Three years later while working at an orthopedic implants facility, Kendrick learned of the widespread Salmonella outbreak that traced to PCA’s Georgia plant. He spent “hundreds of hours” trying to contact the media and federal food or health agencies to get attention placed on the Plainview plant. The only response he received was from the Chicago office of STOP Foodborne Illness, a non-profit food safety organization. Kendrick received a phone call from Donna Rosenbaum, the organization’s CEO at the time, and Nancy Donley, a food safety advocate who lost her own son to E. coli some years earlier.
The leaders at STOP listened to Kendrick’s story and his observations. They followed up by verifying his information with an anonymous employee from the Texas plant. STOP then offered to help by getting Kendrick in touch with the media and FDA investigators.
Kendrick soon appeared on ABC’s Good Morning America after The New York Times published an article about the peanut plant based on his descriptions. However, by these and other news outlets incorrectly calling Kendrick the “plant manager” as opposed to his real title of “assistant plant manager,” the media casted doubt on his motives, implying he was only coming forward to save himself since he was the so-called plant manager.
On a positive note, investigators from the FDA did set up a personal meeting with Kendrick to get his side of the story. Kendrick gave them copies of some emails he had sent to companies. He told of the lies that PCA’s owner, Stewart Parnell, was selling the public. According to Kendrick, Stewart Parnell knowingly made false statements about how the peanut plant engaged in testing all the time. “What Parnell was saying was just not true,” claims Kendrick. “Parnell would only do testing when a buyer requested one, and by ‘testing’ I mean that Parnell had an office worker simply change the dates on recent inspection sheets.”
Kendrick also revealed how PCA was shipping product between production plants in different states. According to Kendrick, peanut meal, a sawdust-like product from chopping nuts, sat for over a year in large material containers until a full truckload was gathered—for the sake of saving money—before being shipped to Georgia for processing into peanut butter. He also said that the manager ordered employees to sweep the year-long collection of dust and rat feces off the containers so that they didn’t look so bad upon arrival.

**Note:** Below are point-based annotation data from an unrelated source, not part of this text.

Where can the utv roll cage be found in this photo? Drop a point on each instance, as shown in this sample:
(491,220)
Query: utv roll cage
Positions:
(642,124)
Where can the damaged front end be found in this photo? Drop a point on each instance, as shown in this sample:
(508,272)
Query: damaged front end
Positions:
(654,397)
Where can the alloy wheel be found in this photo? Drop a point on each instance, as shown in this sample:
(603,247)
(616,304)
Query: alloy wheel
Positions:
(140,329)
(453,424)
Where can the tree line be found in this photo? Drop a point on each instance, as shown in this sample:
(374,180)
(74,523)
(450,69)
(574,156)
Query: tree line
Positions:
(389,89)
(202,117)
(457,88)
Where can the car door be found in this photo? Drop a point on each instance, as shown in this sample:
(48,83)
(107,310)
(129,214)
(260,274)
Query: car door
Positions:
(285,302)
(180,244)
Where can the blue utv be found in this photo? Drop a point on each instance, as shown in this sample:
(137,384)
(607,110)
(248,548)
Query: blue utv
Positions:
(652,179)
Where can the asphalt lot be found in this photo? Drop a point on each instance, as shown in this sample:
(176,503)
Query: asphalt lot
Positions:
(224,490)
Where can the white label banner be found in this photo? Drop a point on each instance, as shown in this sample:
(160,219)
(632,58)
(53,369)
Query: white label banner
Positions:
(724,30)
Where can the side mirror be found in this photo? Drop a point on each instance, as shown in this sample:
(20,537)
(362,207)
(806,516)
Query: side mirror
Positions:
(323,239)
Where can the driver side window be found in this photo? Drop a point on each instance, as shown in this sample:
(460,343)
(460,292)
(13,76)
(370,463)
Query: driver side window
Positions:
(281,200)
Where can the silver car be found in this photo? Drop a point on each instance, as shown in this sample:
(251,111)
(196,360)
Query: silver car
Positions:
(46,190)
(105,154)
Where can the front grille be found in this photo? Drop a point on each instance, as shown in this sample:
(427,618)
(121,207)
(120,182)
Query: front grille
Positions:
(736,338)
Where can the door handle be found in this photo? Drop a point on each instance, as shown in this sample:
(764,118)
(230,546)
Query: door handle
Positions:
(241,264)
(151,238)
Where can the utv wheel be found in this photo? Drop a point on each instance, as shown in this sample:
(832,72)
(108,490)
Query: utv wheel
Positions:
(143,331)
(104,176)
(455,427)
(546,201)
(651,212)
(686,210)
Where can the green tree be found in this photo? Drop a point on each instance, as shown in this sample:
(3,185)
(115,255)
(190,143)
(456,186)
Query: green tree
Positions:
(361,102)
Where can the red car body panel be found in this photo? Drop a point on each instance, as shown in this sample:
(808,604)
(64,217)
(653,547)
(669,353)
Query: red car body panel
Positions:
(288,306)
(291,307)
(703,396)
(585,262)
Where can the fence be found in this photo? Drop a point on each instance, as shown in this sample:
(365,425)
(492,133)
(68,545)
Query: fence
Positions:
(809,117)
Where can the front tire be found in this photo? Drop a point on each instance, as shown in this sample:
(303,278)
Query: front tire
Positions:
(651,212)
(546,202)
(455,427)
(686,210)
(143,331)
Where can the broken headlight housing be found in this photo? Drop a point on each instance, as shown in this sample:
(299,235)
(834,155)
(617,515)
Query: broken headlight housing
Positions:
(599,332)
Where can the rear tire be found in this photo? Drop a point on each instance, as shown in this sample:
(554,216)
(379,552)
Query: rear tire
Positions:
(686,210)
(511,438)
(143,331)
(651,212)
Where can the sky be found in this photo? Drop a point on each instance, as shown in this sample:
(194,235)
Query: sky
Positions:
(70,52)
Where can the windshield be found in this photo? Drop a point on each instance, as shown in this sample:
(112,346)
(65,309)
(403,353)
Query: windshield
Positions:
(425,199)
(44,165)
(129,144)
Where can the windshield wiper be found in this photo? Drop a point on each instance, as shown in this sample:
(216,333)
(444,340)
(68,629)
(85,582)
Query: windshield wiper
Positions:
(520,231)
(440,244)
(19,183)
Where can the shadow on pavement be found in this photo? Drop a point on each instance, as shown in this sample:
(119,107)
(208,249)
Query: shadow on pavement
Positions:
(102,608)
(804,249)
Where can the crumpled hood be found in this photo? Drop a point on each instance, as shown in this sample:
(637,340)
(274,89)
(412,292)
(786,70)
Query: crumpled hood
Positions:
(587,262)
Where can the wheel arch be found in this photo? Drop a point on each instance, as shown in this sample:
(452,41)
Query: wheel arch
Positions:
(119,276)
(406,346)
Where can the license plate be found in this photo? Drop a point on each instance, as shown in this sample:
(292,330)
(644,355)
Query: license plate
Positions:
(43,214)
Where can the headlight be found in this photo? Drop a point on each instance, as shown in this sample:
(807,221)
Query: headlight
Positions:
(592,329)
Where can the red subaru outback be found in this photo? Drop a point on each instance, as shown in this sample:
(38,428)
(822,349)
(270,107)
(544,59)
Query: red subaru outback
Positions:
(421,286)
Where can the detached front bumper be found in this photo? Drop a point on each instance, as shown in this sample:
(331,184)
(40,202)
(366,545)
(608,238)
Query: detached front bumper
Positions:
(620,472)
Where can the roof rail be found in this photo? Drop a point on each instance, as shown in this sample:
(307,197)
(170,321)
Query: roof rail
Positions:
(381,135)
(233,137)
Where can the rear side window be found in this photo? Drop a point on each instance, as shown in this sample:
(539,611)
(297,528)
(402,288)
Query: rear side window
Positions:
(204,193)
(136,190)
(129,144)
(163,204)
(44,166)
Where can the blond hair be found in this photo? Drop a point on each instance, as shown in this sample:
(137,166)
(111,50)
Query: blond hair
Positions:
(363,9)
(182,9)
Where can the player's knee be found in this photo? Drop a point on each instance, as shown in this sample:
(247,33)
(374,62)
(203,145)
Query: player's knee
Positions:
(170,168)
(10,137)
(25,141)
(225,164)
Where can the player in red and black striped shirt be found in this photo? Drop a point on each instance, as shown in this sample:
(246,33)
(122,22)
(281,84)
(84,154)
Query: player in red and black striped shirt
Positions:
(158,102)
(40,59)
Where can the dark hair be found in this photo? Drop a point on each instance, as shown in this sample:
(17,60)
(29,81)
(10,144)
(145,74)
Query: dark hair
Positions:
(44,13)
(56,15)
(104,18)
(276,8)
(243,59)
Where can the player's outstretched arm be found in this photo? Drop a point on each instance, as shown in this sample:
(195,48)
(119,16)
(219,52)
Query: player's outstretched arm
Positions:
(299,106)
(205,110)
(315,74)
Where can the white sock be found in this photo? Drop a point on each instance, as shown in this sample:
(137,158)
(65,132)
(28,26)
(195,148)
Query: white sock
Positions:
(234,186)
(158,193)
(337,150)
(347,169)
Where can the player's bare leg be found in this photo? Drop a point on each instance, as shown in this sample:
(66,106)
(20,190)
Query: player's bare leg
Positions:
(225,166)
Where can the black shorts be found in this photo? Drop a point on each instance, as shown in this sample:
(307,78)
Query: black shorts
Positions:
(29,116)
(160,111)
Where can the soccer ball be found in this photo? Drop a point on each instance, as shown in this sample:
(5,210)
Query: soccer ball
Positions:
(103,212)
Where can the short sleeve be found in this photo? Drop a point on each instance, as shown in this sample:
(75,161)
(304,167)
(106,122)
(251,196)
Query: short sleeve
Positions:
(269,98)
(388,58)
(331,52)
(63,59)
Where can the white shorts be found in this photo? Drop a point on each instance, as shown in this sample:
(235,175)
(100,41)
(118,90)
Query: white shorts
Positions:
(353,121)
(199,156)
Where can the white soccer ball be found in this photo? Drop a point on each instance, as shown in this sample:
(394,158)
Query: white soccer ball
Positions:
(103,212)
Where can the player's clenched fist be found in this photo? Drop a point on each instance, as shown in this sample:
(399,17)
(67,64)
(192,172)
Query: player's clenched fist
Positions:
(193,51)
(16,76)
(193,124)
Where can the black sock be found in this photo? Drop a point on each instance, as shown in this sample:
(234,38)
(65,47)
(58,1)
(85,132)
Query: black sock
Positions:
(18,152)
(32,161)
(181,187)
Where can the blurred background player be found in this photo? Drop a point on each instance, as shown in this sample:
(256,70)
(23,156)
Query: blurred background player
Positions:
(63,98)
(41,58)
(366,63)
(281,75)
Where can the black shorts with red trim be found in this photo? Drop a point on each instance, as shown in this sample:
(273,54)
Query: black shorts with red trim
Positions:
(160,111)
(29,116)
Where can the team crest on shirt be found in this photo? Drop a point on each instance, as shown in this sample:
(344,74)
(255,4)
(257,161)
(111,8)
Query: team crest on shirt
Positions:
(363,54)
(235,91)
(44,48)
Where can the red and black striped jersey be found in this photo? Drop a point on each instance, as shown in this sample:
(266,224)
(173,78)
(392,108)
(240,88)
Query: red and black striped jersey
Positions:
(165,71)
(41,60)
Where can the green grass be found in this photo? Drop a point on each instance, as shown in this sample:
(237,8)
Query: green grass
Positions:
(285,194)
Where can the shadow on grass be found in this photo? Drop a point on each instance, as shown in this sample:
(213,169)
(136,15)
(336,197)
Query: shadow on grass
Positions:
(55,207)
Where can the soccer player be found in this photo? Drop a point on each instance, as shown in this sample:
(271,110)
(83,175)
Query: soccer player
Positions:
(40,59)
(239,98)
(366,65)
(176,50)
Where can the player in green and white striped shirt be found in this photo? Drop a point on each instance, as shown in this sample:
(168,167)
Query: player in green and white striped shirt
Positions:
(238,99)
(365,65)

Kendrick even drew the FDA maps of the Plainview plant to show exactly where to find holes in the roof, evidence of the flooded basement, and where the dead rats could be found in a false ceiling. With this information, federal and state authorities found the evidence they needed to pressure PCA to shut down the Plainview plant.
The CDC was also able to link the facility to the multi-state Salmonella outbreak that sickened 714 consumers in 46 states and caused the deaths of nine people between 2008 and 2009. PCA began recalling its products in January 2009, which were ingredients in more than 3,500 foods produced by numerous companies.
The Aftermath
On Feb. 13, 2009, PCA filed for bankruptcy. Four years later, the U.S. Department of Justice indicted the following four PCA executives on 76 criminal charges related to adulterated and misbranded products that reached interstate commerce: Stewart Parnell, owner; Michael Parnell, peanut broker; Mary Wilkerson, former quality control manager; and Daniel Kilgore, former operations manager at the Blakely, Ga. facility. Though the Department of Justice never called Kendrick to testify against PCA, he was satisfied that Parnell was indeed found guilty.
After being terminated from his job at the orthopedic implants facility following a hospitalization for severe depression, Kendrick has not held a significant job in the six years since he gained the label of a “whistleblower.” However, he has assisted a national project to help protect future whistleblowers. Even though acting as a whistleblower negatively impacted his professional and personal life, Kendrick understands what he did was for a larger cause and that had he not spoken up, the guilty parties may have gotten away with their crimes.